Duet is the port of a 2013 mobile title where you control two dots, one red, one blue, on the opposite sides of a circle. You can rotate them around the circle left or right, and have to avoid either of them hitting a series of falling white blocks. If one of your dots hits a white block, it splatters it with the color and you have to restart from the beginning of the level. Apart from that, at the beginning of each level platitudes about the five stages of grief appear. That's about as simple as I describe Duet.
Duet is the best when you are in the flow, when the shapes come down and you intuitively know when to turn, in what direction, and one after another you maneuver through obstacles. It's exhilarating to clear a section that has been giving you trouble, only to navigate through the rest of a level knowing exactly what to do, and making it through the end by the skin of your teeth, just narrowly missing the last few blocks. However, this is not the majority of the gaming experience, which is screwing up, and then having to play the entire level over, and over, and over, often frustratingly messing up on sections earlier that you easily cleared before.
Duet's greatest issues are its strengths as a mobile title, particularly the way the game is designed for short bursts of play around where it can be set down while performing other tasks. One of the game's greatest assets is its soundtrack, an up-tempo, hypnotic electronic trance mix of casual beats, piano, and tones. However, it and the pulsing falling blocks and elements in the background can lure the player into a false sense of syncopation that would be perfect if Duet were a rhythm game, but movement in the game often is asynchronous from these elements. This means the longer you play while messing up, the more the music mesmerizes; the more likely you are to mess up, as you will be more likely to try to change directions on the beat, which isn't when the change is necessary.
Another issue is the movement. A quick mouse click moves the circles one twelfth of a full rotation. What that means is that your dots don't stop when you stop pressing, but will move whatever the rest of that length is before stopping, and even pressing in the opposite direction will not stop them from completing that twelfth of a movement, meaning you will occasionally smash into walls while trying desperately to reverse course. None of this would be so bad if smashing into a wall didn't immediately take you back to the beginning of the level, where you will often screw up because you're focused on the pattern of the last few moves, not those at the beginning of the level.

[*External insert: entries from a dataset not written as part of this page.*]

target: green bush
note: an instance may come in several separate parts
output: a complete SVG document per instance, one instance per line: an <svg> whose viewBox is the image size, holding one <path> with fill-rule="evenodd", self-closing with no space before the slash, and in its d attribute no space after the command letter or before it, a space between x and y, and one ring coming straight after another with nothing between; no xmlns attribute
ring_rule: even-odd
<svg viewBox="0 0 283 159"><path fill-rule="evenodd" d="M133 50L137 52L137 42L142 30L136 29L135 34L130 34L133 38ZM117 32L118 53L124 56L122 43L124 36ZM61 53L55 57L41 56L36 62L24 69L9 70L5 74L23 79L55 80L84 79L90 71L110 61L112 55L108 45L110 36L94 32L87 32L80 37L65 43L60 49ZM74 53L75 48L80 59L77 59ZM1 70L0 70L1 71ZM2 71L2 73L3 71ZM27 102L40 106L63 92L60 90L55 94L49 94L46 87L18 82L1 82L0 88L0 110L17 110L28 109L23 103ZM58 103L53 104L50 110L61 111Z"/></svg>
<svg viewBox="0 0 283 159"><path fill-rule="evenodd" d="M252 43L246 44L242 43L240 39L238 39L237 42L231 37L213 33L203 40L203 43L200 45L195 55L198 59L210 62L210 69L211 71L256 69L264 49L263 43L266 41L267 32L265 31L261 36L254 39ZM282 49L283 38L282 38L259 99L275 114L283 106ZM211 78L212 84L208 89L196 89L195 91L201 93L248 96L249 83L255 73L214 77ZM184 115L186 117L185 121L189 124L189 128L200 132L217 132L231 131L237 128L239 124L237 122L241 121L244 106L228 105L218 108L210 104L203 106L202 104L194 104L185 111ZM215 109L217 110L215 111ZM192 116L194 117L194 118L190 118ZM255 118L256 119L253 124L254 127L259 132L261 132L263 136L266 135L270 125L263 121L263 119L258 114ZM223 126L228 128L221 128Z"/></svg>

Again, all of this makes sense for a title designed for mobile, where control issues are a little more variable, and you would expect to take time off from playing after failing a few times to do something else, then come back to the game later. Elements like the lack of a save mid-level or the pulses to the beat of the music make sense, because on mobile that confusion increases difficulty and player challenge, but is unlikely to totally frustrate players due to shorter play times.
However, a home desktop experience is different; it's designed for continuous play and precision, lacking those capabilities turns Duet into a recipe for frustration. Duet also immediately launches you into the start of the level you died, instead of giving you the choice of a restart, so it's hard to rest your eyes and defocus before moving on.
Duet is a solid game if you play it exactly as you might a mobile title, taking frequent breaks so the game doesn't mesmerize you into its lull of increased artificial difficulty. However, having to make that caveat, on a title that is being released for a PC desktop, feels hollow and poorly implemented. Part of the task of porting a game is to produce a version on the platform that works within the structures of that platform.
To put it more plainly, one of the screenshots for Duet is a warning from the company that reads, "Warning: Kumobius wishes to advise you that playing Duet may make you think different." It's true, but not in the way that they meant, which I believe was to promote a kind of meditative experience—which I have had with games like the pixel-art walking simulator Proteus. No, what I experienced instead was a not-infrequent fury that a game could so thoroughly botch precision controls, while trolling you with a presentation designed to lull you into a meditative state, then punishing you for not being able to focus on precise tasks, over and over and over again.